St Francis of Assisi
(article contributed by Dr. Paul Severn)
The Church celebrates St. Francis (1182-1226) on 4th October. In this year dedicated to the consecrated life we might consider St Francis a little more closely and if we do we might be surprised that the concerns of a man who died almost eight hundred years ago are not so different to our own concerns.
Francis went into his father’s successful cloth business, but one day he was so busy he neglected to notice a beggar who entered their shop. Later he reproached himself and went and found the beggar and gave him alms. How often do people say how busy they are? How often is being ‘o so busy’ considered a modern thing? But it is not! Even St Francis was busy and too busy to notice a beggar! But having overlooked the beggar Francis was seized by remorse. Like St. Francis we probably cannot avoid being busy, but if and when we are, perhaps we can learn from him that we can go and repair the situation later.
Reflecting more widely on the incident Francis came to believe that money was associated with power and the rich get richer at the expense of the poor. This was the seed of his vocation and in time he came to renounce his wealth and indeed all his possessions. To his father’s horror he stripped himself naked in public and ‘renounced the world.’ In recent election debates we hear on the one hand that as the rich get richer they take the poor with them through the payment of taxes and an increased standard of living. On the other hand it is regularly said that as the rich get richer the poor get poorer and the increased use of food banks in recent years is often cited as evidence for this. I suspect the real situation is more nuanced, but how very modern of St Francis. His concerns are our concerns! I suspect, things would quickly go wrong if we all renounced the world, but on the other hand those of us in the world, have to take extra care of those at the bottom of the social pecking order.
It is said that when Jorge Bergoglio was elected to the papacy, one of the cardinals sitting next to him whispered, “Don’t forget the poor” and Bergoglio broke with tradition and took the papal name Francis In the autumn of 1205 St. Francis was praying in the nearly ruined church of San Damiano when he heard a voice from the crucifix saying ‘Francis, repair my church’. He went with haste and found building materials and such like and repaired the little chapel. In time he came to realise that the voice was not really telling him to repair a building but an institution which was crumbling. The Franciscan Order did much to revitalise the medieval church.
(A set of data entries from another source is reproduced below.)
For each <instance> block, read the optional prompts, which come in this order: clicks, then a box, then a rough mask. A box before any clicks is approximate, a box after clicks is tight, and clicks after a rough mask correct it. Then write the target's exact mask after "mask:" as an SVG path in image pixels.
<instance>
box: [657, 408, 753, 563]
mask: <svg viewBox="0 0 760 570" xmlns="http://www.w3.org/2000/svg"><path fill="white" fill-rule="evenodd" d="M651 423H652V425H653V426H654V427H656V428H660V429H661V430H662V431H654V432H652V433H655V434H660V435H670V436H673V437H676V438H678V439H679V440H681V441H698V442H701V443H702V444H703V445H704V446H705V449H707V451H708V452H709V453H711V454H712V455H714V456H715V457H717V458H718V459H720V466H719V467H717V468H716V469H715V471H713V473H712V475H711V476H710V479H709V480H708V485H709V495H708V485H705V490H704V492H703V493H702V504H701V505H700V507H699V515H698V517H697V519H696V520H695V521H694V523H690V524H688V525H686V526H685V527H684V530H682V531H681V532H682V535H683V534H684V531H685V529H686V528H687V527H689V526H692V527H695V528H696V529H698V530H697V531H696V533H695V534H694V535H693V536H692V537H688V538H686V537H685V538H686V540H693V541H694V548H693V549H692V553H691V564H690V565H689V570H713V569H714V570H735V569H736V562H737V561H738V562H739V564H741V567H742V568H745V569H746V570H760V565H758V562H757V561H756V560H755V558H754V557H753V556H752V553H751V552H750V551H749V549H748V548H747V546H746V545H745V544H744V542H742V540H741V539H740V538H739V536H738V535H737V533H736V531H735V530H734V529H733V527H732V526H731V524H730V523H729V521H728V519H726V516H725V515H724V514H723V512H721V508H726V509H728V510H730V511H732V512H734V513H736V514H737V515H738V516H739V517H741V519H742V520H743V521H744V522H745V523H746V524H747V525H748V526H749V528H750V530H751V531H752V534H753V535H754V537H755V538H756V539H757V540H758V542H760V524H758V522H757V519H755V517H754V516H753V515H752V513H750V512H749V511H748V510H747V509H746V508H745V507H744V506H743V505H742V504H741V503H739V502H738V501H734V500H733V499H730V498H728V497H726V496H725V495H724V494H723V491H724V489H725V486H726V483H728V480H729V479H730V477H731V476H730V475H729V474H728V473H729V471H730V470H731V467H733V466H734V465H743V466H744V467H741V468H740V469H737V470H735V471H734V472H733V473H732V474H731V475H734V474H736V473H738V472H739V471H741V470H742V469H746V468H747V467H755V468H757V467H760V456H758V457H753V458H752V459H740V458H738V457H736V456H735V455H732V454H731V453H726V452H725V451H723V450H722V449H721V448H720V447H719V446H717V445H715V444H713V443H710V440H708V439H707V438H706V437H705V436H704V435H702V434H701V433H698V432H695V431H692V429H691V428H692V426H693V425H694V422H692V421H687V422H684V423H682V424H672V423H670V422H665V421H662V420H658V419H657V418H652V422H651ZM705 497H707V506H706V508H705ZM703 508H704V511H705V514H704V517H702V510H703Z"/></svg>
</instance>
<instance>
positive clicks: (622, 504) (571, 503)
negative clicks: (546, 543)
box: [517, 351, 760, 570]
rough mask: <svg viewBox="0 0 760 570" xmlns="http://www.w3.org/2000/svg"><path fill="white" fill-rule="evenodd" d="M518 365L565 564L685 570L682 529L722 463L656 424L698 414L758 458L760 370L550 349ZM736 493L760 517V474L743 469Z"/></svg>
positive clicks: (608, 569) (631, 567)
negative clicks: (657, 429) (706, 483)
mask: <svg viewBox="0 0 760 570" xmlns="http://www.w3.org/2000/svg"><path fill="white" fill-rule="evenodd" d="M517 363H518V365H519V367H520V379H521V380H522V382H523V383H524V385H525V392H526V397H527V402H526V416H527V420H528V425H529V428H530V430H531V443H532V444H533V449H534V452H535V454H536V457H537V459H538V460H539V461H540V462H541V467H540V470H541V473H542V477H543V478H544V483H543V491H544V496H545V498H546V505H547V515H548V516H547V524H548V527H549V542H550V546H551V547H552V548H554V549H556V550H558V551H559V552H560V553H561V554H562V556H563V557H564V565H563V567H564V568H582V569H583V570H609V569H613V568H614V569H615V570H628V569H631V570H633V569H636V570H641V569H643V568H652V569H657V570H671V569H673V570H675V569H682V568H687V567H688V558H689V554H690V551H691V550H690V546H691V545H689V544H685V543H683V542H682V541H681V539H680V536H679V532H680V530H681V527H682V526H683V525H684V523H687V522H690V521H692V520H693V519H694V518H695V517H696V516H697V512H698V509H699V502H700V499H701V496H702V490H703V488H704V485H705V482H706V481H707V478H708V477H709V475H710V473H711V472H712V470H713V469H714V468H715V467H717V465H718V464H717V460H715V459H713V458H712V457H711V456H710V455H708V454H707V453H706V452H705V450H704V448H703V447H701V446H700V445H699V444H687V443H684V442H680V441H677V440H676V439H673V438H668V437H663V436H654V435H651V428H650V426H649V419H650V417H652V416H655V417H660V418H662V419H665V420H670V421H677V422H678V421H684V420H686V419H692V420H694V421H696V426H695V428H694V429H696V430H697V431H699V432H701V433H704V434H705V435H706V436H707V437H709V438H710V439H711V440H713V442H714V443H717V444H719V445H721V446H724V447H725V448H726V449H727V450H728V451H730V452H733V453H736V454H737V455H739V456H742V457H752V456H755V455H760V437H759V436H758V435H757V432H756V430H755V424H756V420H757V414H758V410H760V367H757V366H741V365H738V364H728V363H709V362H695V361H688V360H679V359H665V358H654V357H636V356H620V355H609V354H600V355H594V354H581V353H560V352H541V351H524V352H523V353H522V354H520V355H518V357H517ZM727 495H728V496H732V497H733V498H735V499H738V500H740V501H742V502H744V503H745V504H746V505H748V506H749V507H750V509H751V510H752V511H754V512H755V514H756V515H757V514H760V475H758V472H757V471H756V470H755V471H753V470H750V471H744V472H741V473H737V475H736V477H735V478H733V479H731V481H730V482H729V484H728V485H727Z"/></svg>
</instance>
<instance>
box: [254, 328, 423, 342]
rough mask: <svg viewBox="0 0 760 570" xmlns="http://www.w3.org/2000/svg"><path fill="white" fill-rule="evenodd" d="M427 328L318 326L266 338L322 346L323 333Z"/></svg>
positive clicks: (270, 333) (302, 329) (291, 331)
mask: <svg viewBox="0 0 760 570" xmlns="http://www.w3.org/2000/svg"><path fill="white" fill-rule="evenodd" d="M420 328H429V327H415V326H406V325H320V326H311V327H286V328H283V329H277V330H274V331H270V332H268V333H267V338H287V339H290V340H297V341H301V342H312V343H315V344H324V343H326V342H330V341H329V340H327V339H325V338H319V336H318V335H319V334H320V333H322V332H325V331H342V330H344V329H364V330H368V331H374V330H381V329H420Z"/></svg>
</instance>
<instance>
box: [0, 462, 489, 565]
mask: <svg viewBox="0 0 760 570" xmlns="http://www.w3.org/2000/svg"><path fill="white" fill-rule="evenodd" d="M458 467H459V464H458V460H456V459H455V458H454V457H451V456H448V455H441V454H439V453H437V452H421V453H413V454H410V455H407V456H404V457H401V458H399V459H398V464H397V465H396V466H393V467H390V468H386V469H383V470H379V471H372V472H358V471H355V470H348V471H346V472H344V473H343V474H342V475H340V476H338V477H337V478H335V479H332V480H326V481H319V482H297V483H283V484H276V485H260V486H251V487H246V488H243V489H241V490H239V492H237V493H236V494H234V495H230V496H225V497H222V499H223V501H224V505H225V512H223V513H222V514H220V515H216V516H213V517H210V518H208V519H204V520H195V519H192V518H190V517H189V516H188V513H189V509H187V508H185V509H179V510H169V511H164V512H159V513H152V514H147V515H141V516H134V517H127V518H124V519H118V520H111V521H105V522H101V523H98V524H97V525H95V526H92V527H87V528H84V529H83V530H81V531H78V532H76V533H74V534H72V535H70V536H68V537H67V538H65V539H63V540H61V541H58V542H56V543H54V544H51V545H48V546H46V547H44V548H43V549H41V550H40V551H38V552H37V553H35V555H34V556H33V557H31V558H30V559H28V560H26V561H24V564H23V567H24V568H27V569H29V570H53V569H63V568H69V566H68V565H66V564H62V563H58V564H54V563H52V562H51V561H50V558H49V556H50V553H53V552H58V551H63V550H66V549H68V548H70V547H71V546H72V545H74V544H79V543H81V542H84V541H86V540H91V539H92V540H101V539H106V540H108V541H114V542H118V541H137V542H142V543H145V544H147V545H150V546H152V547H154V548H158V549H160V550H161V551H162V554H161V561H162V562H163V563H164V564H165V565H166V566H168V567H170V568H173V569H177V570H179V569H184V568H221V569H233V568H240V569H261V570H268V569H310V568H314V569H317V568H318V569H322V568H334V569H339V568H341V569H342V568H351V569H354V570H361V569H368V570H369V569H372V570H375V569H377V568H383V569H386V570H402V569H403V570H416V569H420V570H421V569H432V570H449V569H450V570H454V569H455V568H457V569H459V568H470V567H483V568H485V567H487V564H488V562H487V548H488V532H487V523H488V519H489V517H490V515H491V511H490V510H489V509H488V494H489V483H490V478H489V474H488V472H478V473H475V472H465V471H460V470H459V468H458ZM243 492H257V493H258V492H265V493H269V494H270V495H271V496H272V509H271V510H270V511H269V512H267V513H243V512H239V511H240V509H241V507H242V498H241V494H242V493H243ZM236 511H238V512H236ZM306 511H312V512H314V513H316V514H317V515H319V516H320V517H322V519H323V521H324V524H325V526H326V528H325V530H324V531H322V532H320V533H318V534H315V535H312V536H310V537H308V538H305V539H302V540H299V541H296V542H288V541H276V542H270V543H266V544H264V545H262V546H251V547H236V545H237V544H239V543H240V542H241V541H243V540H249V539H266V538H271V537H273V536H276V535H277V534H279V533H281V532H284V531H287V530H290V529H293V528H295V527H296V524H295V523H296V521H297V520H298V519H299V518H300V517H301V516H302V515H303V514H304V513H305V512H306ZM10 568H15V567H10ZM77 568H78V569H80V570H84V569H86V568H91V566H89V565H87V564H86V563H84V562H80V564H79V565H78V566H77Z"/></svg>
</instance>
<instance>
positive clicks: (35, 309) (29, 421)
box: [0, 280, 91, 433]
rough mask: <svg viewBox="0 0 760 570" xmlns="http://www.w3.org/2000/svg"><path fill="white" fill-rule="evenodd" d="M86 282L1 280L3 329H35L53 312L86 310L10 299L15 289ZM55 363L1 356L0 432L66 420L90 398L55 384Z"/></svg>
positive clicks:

Does our twenty-first century church need rebuilding? It clearly has had many problem in the recent past with which we are all too familiar. A call for renewal does not seem entirely out of place. Successive popes and the bishops under them have called for a ‘New Evangelisation.’ This is a call to stop sitting on our hands and to turn outwards – to proclaim in word and deed the joy of the gospel. Pope Francis urges us to go forth, to take the initiative to make that first step and get involved! (c.f. Evangelii Gaudium 24)
Finally in his later life St Francis sought to make himself completely like Christ. In 1224 at la Verna in Italy St Francis received the Stigmata: the wounds of Christ’s passion on his hands, his feet and his side. In the last years of his life he suffered much from these wounds and other medical ailments. This is a salient reminder that we cannot expect life to be without suffering. It is often asked why an all powerful, loving God allows suffering in the world, but this is perhaps the wrong question to ask. Rather when we suffer, as St. Francis did, we should see this as an opportunity to unite ourselves more closely with the One who suffered, died and rose again. In this year of consecrated life let us consider once again the wisdom that comes to us from St Francis.